[llvm] [VectorCombine] foldShuffleOfBinops - fold shuffle(binop(shuffle(x),shuffle(z)),binop(shuffle(y),shuffle(w)) -> binop(shuffle(x,z),shuffle(y,w)) (PR #120984)

Mon Dec 23 09:44:38 PST 2024

llvmbot wrote:




@llvm/pr-subscribers-llvm-transforms

Author: Simon Pilgrim (RKSimon)

<details>
<summary>Changes</summary>

 Some patterns (in particular horizontal style patterns) can end up with shuffles straddling both sides of a binop/cmp.

Where individually the folds aren't worth it, by merging the (oneuse) shuffles we can notably reduce the net instruction count and cost.

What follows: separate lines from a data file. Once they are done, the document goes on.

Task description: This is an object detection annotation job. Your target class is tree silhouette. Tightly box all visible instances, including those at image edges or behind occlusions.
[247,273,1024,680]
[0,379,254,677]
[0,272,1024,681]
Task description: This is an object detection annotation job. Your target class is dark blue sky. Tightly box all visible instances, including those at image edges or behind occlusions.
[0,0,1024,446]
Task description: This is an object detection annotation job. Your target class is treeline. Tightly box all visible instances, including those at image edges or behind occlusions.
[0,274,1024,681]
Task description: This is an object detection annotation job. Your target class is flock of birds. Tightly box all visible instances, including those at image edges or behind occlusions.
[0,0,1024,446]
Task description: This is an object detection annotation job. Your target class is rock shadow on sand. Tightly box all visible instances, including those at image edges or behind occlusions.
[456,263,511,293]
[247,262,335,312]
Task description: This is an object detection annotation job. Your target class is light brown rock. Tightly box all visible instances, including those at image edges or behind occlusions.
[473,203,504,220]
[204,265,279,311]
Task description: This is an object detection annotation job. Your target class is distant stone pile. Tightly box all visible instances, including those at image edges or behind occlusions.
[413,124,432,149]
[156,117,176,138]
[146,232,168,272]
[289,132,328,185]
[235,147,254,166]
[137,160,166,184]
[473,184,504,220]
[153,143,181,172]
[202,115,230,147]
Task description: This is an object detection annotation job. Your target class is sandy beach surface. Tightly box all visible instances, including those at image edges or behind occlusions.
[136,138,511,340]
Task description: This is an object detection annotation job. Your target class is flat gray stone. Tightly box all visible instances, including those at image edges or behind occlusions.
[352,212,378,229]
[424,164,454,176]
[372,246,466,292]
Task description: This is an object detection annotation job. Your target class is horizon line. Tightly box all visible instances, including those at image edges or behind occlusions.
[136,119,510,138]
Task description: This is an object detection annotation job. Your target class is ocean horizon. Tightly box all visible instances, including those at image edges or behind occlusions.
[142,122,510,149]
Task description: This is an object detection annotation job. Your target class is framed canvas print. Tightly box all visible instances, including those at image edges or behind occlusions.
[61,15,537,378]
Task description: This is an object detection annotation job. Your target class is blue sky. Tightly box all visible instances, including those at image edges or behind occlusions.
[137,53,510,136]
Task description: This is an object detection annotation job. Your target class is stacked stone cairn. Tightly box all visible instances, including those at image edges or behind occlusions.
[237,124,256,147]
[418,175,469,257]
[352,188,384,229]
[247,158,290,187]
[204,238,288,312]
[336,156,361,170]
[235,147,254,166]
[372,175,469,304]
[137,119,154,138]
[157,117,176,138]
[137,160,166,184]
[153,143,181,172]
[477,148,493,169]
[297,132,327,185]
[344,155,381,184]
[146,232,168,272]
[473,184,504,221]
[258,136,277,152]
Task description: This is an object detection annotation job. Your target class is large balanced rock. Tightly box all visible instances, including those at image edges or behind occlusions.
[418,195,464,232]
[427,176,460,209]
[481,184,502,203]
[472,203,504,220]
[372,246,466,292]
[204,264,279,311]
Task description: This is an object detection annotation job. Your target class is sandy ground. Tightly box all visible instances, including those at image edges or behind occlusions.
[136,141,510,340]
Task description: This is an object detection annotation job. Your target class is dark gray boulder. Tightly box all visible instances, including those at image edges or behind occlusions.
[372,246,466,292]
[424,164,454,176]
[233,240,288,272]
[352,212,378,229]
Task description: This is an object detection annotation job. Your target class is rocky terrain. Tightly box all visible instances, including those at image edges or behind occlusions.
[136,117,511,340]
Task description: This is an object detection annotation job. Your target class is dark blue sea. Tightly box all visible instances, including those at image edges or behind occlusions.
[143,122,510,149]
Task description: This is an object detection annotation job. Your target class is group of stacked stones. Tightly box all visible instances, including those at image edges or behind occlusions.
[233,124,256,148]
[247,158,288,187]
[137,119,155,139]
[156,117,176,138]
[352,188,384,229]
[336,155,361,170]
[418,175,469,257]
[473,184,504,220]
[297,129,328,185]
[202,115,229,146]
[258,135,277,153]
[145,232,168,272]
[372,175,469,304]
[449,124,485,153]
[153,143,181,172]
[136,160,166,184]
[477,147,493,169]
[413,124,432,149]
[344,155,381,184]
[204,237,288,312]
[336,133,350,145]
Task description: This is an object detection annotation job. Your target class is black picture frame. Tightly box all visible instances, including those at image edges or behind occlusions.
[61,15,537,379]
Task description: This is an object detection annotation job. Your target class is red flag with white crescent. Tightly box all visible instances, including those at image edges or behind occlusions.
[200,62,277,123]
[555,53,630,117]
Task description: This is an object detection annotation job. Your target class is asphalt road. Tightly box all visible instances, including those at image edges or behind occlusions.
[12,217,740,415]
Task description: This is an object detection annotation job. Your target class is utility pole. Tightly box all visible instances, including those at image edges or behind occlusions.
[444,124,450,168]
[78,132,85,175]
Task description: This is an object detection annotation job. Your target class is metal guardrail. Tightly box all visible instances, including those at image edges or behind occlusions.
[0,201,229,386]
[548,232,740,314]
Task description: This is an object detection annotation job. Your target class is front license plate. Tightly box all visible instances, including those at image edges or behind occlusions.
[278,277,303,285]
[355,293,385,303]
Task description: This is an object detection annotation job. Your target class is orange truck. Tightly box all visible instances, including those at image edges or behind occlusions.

One of the final steps towards finally addressing #34072

This PR also includes a change to eraseInstruction to ensure we reattempt to fold other users of an erased instruction's operands - as we're reducing the use count of the operands its more likely that they will now fold, as they were previously being prevented by a m_OneUse check, or the cost of retaining the extra instruction had been too high.

---

Patch is 43.73 KiB, truncated to 20.00 KiB below, full version: https://github.com/llvm/llvm-project/pull/120984.diff


5 Files Affected:

- (modified) llvm/lib/Transforms/Vectorize/VectorCombine.cpp (+41-4) 
- (modified) llvm/test/Transforms/PhaseOrdering/X86/hadd.ll (+57-130) 
- (modified) llvm/test/Transforms/PhaseOrdering/X86/pr50392.ll (+3-6) 
- (modified) llvm/test/Transforms/VectorCombine/X86/concat-boolmasks.ll (+49-15) 
- (modified) llvm/test/Transforms/VectorCombine/X86/extract-binop-inseltpoison.ll (+3-8)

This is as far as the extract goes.